In their day, acts like Edgar Bergen and Charlie McCarthy would keep audiences young and old as transfixed as the biggest stars on television today. It's hard to imagine that ventriloquists and their wooden sidekicks would be such big hits -- on radio. NPR's Bob Edwards talks to the author of a new book about the bygone era of ventriloquism.
In Dummy Days, veteran animator and director Kelly Asbury writes about a time when talking dolls and recycled socks were major stars.
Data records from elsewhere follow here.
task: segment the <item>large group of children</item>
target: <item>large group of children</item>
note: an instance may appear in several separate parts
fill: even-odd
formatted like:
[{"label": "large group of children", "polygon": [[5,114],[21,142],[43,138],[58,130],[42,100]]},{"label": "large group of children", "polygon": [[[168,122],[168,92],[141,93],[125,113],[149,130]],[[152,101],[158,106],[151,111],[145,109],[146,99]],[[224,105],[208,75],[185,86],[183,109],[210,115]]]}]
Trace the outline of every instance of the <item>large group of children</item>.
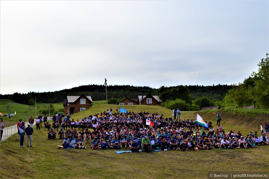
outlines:
[{"label": "large group of children", "polygon": [[[239,131],[235,133],[230,131],[226,133],[219,123],[217,129],[214,130],[211,121],[206,122],[209,128],[203,129],[202,132],[199,130],[202,127],[192,120],[173,120],[171,117],[164,118],[162,114],[145,111],[113,114],[111,109],[107,111],[76,122],[70,120],[71,117],[68,114],[61,120],[60,125],[58,124],[58,116],[53,119],[54,130],[61,128],[58,137],[63,139],[63,148],[85,148],[88,142],[92,149],[130,147],[134,152],[139,150],[151,152],[156,149],[164,151],[169,149],[182,151],[214,148],[247,149],[269,144],[264,134],[260,137],[257,131],[250,131],[244,137]],[[154,126],[146,125],[146,120],[153,122]],[[49,126],[50,128],[50,125]],[[268,132],[268,125],[265,123],[264,126]],[[52,129],[48,133],[48,140],[56,139],[57,134],[53,131],[52,134]]]}]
In 1937, Americans began a Sunday night ritual that lasted three decades. They tuned in to the Bergen and McCarthy show. It was the top program on radio and Hollywood's top movie stars lined up to make cameos. They included Mae West, whose flirtations with McCarthy got her banned from NBC for 15 years, and Marilyn Monroe, who once became "engaged" to marry McCarthy -- a stunt that ended when the dummy couldn't submit to a blood test.
The arrival of television produced a new set of star ventriloquists, including Paul Winchell and Jerry Mahoney, and Senor Wences and Pedro, the famous head-in-the-box who's favorite phrase was "S'awright!"
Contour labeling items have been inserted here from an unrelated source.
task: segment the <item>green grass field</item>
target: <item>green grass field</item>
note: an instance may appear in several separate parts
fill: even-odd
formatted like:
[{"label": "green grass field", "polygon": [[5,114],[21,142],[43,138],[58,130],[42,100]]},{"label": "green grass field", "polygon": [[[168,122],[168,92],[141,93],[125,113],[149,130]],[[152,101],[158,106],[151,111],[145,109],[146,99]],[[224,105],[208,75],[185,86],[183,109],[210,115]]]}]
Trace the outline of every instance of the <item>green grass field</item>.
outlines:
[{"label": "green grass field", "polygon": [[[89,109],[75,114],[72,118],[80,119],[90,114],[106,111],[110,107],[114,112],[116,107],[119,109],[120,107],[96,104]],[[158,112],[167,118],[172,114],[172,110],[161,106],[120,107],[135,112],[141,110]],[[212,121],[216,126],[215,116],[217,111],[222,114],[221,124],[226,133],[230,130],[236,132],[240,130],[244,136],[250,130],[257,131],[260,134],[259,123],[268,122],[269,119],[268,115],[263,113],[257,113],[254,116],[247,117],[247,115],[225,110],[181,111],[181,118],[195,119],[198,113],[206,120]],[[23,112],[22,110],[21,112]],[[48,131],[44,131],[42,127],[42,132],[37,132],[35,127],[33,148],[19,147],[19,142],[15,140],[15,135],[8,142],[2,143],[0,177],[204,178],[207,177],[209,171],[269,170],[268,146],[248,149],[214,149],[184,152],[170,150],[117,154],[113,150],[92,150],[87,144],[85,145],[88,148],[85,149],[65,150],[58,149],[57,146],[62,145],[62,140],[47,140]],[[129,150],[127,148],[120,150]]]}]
But none was as enduring as Shari Lewis and Lamb Chop, who debuted in 1957 on the Captain Kangaroo Show. Lewis went on to star in several children's TV shows in a career that spanned five decades, until her death in 1998. Asbury says she was more than just the best female ventriloquist -- she may have been the best ventriloquist ever because of "boundless talent and energy" and her ability to change with the times.